Avoid Creative Suite Activation Issues

I recently bought a refurbished Mac Pro to replace my aging G5. It is fast, beautiful, very very sexy, and I would be having an affair with it but all my loved ones know how much I love it, so it’s totally above board.

Installing Creative Suite on a new machine is a chance for fun and games with activation, of course, and I bumped into two nice new (to me) flaws. I’m writing this from memory weeks after the install, but this is how they occurred to the best of my recollection:

I discovered that you must launch Acrobat for the first time before you launch Distiller for the first time. Acrobat has a slightly different activation/serial scheme than the rest of Creative Suite, because it’s not a “proper” part of the Creative Suite. I don’t use Distiller much, but I was curious to see the speed improvement in distilling a large file, so I fired it up … and activation broke. Now, whenever I launched Acrobat, I would get one of those infuriating “Licensing for this product has stopped working” errors.

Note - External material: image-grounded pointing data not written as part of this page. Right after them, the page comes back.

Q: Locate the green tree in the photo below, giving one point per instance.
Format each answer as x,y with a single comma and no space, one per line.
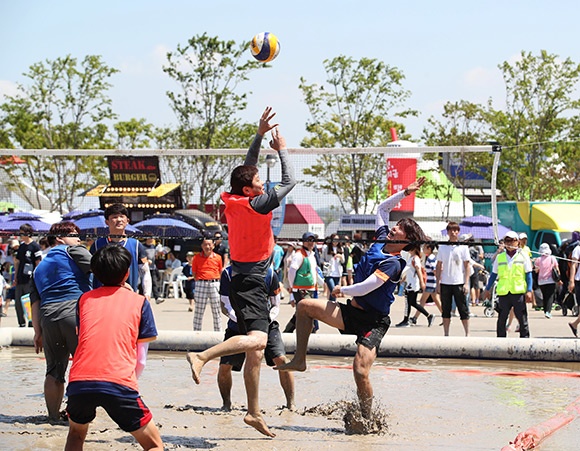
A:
208,72
540,104
63,108
537,129
463,124
133,134
354,110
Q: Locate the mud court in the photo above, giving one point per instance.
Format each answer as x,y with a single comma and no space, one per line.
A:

So I went and downloaded the Licensing Service Update which is listed as a solution for various activation issues for both Creative Suite 3 and Creative Suite 4.

I try to run it, and the Licensing Service Update will not run if you do not have a password set on your OS X user account. I’m assuming this is a simple error in the Python script that launches the update, but this is just pure silliness! (For those of you who are saying “Why do you not have a password on your account?!”—when I am working on a new or freshly-installed machine, I don’t set a password until after I’ve installed all the major pieces of software/updates.) I set a password on the fly and it works just fine.

So, with the explanation of the situation out of the way, here is Advice For Avoiding Activation Wasting Your Time:

  1. Install Creative Suite.
  2. Launch InDesign, Photoshop, or Illustrator. Then close it.
  3. Launch Acrobat. Then close it.
  4. Run the Licensing Service Update. Just in case.
  5. Install all the relevant updates for Creative Suite.

It’s too much to hope for, but “No Product Activation” would be a welcome feature in Creative Suite 5; well worth paying for!